The U.S. and Taiwan continued to push forward this week an initiative to deepen bilateral trade relations.
The two sides launched in June the U.S.-Taiwan Initiative on 21st Century Trade after the U.S. left Taiwan out of the Indo-Pacific Economic Partnership due to concerns about how its inclusion might be received in China. In August officials announced a negotiating mandate envisioning high-standard commitments and economically meaningful outcomes in areas such as trade facilitation, good regulatory practices, small and medium-sized enterprises, agriculture, standards, digital trade, labor and environment, state-owned enterprises, and non-market policies and practices.
The Office of the U.S. Trade Representative reports that during a “productive” two-day meeting in New York City this week the two sides “exchanged views on the key concepts to be addressed in several of the trade areas set out in the negotiating mandate.” Additional meetings are planned in the near future, though no further details were given.
Taiwan’s Office of Trade Negotiations said in a statement that it has three goals for the talks: shaping a competitive and level playing field for investors, reducing trade costs, and expanding overseas markets for SMEs.
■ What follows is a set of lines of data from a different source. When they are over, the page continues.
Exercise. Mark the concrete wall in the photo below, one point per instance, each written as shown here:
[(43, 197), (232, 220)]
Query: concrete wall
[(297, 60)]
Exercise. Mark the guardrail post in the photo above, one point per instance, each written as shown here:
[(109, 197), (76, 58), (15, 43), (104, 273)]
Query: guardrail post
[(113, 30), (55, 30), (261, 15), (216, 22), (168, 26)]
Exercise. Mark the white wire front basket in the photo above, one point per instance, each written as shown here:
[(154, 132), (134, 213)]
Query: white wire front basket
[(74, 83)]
The talks come amid continued tensions between China and the U.S., which identified Beijing as its top competitor in a recent national security strategy and has started restricting exports to China of high-tech items that could contribute to its military modernization. President Joe Biden said he intends to discuss Taiwan, trade, and other issues with Chinese President Xi Jinping during an anticipated bilateral meeting in Indonesia later this month.